Q: What were the main fields of work for Darwin and Turing? Did their lives overlap?
   [darwin.txt]   What were the main fields of work for Darwin?
      -> Natural history, geology, and biology.
   [turing.txt]   What were the main fields of work for Turing?
      -> Theoretical computer science, algorithms, and cryptanalysis.
   Answer: Darwin worked in natural history, geology, and biology. Turing
           worked in theoretical computer science and cryptanalysis. Darwin
           died in 1882; Turing was born in 1912. Their lives did not overlap.
   (17.9s)

What to notice#

Every research question produces the same three-line plan. decompose, research_parallel, synthesize is the fixed shape. The LLM does not need to decide how many threads to use or which articles to open; that is decided inside research_parallel based on what decompose returned. The plan is short and predictable because the primitives carry the complexity.
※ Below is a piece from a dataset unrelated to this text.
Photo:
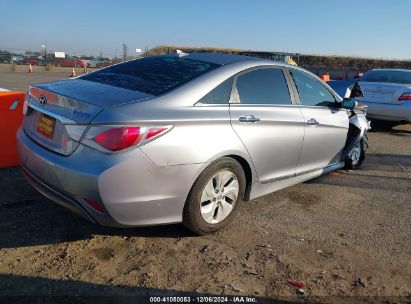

Thread safety comes from fresh agent instances. Each call to run_one creates a new DocumentAgent. PlanExecute agents hold no shared mutable state between runs, so running many of them in a thread pool is safe. The shared llm object has its own internal lock on the cache.

decompose uses an internal LLM call. The primitive calls self._llm.generate() directly to parse the question and produce a JSON list of sub-tasks. The plan only sees the list that comes back. This pattern appeared in Track 38 and Track 39: use an internal LLM call when the transformation is linguistic, not logical.

The outer agent's plan is always three lines. No matter how many people the question mentions, ResearchAgent writes the same plan and delegates the per-document work to inner agents. Adding a sixth article to the corpus requires no changes to either agent class.